Погрызенная насекомыми столешница, треснувшая перьевая ручка с иссякающим запасом чернил и чистый лист бумаги, любезно преподнесенный хозяином отеля-клоповника — вот все и готово для дуэли с собственной совестью.
Бруно мрачно остановился в паре шагов от стола, не решаясь приблизиться и взглянуть в лицо своей главной проблеме последних лет. Не зная куда деть свой взгляд, лишь бы не гипнотизировать пустой лист, он отвернул голову к мутному зеркалу над ржавым умывальником на стене и всмотрелся в это злосчастное, изорванное пальто на своих плечах. В его кармане были свернуты рулетиком совсем недавно вырученные купюры, и волк сжимал их потеющей от волнения ладонью, будто эти бумажки могли помочь ему чем-то большим, чем просто оплата ночлега, возможность набить желудок и покупка свежего белья. Подол пальто давненько превратился в грязные лохмотья, едва ли не волочащиеся по полу, ведь во времена воровских побегов Бруно цеплялся им за все, за что только можно было бы зацепиться. Ощупывая рвань, он отчетливо припоминал, как дико тормозил почти что каждую операцию. Как от своего единственного и лучшего (и лучше него не бывает во всем белом свете) друга он слышал каждый раз одно и тоже:
"Бруно, ты дуралей! Сколько раз я говорил тебе снять это пальто?!"

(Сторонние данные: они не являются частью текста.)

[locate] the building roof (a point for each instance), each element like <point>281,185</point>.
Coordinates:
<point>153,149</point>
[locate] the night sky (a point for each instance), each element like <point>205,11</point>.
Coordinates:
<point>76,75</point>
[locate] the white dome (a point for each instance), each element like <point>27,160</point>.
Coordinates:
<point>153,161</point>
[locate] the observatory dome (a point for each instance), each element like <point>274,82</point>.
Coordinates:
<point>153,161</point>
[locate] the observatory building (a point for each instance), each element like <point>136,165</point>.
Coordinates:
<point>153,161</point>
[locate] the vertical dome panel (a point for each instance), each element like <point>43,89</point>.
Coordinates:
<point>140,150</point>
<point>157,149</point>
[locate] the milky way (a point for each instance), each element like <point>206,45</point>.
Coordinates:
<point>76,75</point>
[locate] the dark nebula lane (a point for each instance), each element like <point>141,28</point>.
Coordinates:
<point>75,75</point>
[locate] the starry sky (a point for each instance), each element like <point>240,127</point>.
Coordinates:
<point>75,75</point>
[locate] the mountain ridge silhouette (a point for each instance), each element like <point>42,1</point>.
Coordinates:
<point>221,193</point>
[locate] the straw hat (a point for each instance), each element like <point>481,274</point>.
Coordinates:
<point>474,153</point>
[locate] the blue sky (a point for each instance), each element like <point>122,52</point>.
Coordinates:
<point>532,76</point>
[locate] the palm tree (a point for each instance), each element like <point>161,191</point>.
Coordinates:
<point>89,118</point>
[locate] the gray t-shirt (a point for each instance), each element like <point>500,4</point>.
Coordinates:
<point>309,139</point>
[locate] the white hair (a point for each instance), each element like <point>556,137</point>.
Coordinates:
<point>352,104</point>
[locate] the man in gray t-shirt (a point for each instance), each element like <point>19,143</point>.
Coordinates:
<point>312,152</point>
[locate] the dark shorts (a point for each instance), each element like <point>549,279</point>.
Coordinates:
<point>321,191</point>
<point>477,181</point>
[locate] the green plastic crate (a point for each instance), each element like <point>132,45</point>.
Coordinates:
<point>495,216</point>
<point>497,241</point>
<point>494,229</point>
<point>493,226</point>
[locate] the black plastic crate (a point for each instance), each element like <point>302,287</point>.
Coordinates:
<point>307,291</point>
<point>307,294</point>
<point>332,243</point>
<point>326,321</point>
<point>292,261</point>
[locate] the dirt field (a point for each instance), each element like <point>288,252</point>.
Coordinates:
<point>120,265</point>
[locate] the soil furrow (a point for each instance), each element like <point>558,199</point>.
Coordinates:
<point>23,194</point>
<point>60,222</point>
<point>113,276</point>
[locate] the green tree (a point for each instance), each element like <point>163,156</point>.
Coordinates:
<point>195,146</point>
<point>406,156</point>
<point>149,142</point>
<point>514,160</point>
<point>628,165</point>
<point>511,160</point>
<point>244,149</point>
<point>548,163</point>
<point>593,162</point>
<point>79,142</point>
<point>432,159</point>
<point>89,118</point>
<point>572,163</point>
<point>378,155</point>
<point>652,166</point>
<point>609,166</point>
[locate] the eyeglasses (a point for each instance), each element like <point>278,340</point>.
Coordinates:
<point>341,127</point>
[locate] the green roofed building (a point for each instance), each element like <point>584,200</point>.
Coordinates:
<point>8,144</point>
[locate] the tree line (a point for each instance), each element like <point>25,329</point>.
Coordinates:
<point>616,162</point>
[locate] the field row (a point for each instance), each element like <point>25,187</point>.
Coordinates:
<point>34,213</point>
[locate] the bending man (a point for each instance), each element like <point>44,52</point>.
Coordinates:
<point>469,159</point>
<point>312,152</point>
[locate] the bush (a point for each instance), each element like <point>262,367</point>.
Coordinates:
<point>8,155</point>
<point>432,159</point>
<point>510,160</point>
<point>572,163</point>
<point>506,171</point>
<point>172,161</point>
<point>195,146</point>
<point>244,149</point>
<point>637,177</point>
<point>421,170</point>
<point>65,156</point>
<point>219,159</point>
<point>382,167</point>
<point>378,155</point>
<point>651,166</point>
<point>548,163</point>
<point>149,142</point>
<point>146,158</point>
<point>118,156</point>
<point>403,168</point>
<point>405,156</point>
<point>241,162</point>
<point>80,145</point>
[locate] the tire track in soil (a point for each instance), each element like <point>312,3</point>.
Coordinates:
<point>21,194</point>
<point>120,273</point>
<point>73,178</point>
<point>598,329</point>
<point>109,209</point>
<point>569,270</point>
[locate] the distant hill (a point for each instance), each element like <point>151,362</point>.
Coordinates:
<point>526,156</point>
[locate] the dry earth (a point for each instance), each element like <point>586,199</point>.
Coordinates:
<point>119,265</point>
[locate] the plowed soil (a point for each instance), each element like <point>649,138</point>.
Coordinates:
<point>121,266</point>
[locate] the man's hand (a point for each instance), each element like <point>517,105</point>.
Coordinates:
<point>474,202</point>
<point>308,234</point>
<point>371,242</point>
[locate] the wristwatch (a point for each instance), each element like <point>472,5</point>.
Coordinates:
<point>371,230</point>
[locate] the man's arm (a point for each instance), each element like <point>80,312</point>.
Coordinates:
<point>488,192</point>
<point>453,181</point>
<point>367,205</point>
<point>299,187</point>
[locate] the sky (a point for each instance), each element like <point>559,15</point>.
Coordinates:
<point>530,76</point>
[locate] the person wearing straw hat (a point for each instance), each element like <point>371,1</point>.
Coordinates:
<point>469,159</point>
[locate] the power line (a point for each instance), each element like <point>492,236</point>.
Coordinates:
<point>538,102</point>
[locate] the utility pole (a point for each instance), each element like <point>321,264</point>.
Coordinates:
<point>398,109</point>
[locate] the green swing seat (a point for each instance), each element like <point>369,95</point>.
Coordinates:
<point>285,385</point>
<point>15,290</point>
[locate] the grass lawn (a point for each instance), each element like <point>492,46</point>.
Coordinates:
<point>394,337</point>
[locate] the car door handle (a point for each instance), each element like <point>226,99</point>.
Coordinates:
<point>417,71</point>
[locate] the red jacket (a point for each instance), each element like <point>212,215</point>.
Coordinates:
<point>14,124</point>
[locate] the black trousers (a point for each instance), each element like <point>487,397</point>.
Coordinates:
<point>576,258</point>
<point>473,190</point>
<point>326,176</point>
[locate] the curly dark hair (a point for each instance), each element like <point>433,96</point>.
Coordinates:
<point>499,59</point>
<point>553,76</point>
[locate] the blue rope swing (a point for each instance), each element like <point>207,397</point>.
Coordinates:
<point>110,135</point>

Но Бруно никогда не снимал его.
Ему нравилось цепляться, ему нравилось тормозить, нравилось быть дураком и подвергать их обоих смертельной опасности.
Нравилось знать каждую минуту своей жизни, что он нужен.
И что если он хоть немного отстанет, без него никогда не уйдут вперед, а тотчас вернутся, схватят за шкирку, наспех отчитают и снова заставят бежать еще быстрее прежнего. Такие моменты были одной из величайших радостей бездомной жизни.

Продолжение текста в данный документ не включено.